The Turkish lira surrendered early gains on Tuesday as investors worried about the make-up of newly empowered President Tayyip Erdogan’s cabinet, in which his son-in-law will serve as treasury and finance minister.
The new cabinet excludes former deputy prime minister Mehmet Simsek, considered the most market-friendly minister in the previous government.
The lira, which has lost nearly a fifth of its value against the dollar this year, stood at 4.7272 at 1105 GMT, having weakened as far as 4.75 overnight. It had closed at 4.5745 on Friday.
The appointment of Berat Albayrak, a former energy minister, to run the economy underscores worries among investors about Erdogan’s drive for greater control over monetary policy.
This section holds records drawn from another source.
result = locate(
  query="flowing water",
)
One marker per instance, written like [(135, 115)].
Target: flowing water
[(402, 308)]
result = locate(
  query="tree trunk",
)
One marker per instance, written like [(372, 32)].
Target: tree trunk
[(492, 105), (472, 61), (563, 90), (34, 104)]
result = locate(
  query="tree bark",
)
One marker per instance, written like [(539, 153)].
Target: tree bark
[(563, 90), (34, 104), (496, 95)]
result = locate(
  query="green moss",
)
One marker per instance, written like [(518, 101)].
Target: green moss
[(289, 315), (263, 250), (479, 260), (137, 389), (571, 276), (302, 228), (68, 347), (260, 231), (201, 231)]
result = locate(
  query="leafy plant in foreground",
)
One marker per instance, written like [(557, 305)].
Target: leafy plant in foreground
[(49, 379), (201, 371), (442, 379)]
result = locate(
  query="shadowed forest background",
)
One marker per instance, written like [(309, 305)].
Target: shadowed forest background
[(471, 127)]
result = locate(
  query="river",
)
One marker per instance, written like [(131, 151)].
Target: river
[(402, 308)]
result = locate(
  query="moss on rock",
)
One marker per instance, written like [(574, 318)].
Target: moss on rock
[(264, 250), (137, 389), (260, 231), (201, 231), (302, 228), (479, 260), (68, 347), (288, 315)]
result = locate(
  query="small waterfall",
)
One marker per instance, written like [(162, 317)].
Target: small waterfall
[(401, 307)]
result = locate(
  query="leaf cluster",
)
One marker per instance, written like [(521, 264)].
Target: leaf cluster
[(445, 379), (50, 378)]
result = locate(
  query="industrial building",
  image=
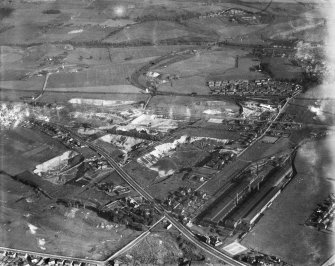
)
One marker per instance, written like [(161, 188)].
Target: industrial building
[(244, 200)]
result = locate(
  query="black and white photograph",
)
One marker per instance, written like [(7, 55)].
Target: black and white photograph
[(167, 132)]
It “has heightened concern that the new government will not take the appropriate policy action required to address an overheating economy and structural problems,” said Derek Halpenny, European Head of Global Markets Research at MUFG.
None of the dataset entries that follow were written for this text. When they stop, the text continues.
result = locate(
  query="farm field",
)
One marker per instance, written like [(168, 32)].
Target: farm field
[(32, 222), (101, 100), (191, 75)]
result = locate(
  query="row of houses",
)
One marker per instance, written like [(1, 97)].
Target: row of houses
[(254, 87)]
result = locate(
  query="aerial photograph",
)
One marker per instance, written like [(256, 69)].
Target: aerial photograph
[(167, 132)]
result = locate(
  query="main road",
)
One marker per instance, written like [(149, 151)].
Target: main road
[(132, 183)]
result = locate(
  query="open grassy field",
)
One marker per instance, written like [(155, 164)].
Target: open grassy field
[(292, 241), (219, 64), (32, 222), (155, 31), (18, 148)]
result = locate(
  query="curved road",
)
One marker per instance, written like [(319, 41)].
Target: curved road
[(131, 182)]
The yield on Turkey’s benchmark 10-year bond rose to 17.84 per cent from 17.35 per cent at Monday’s close, while the two-year bond yield rose 46 per centage points to over 20.23 per cent.
Turkey’s dollar bonds also fell and their average yields surged.
The market will be keeping a close eye on the new minister’s comments and signals regarding Turkey’s persistent double-digit inflation and wide current account deficit.
“Albayrak will have to move very quickly to reassure financial markets — and will need to send a signal that he will listen,” BlueBay Asset Management strategist Timothy Ash wrote on Twitter. “The economy faces a challenging time and this is a time for orthodoxy.”
A decree on Tuesday said Turkey’s new executive presidency will now appoint the central bank governor and monetary policy committee members. It also trimmed the terms they will serve to four years from five, further heightening long-running concerns about the independence of the central bank.
Istanbul’s main BIST 100 share index fell more than 2 per cent to 97,147.00 points.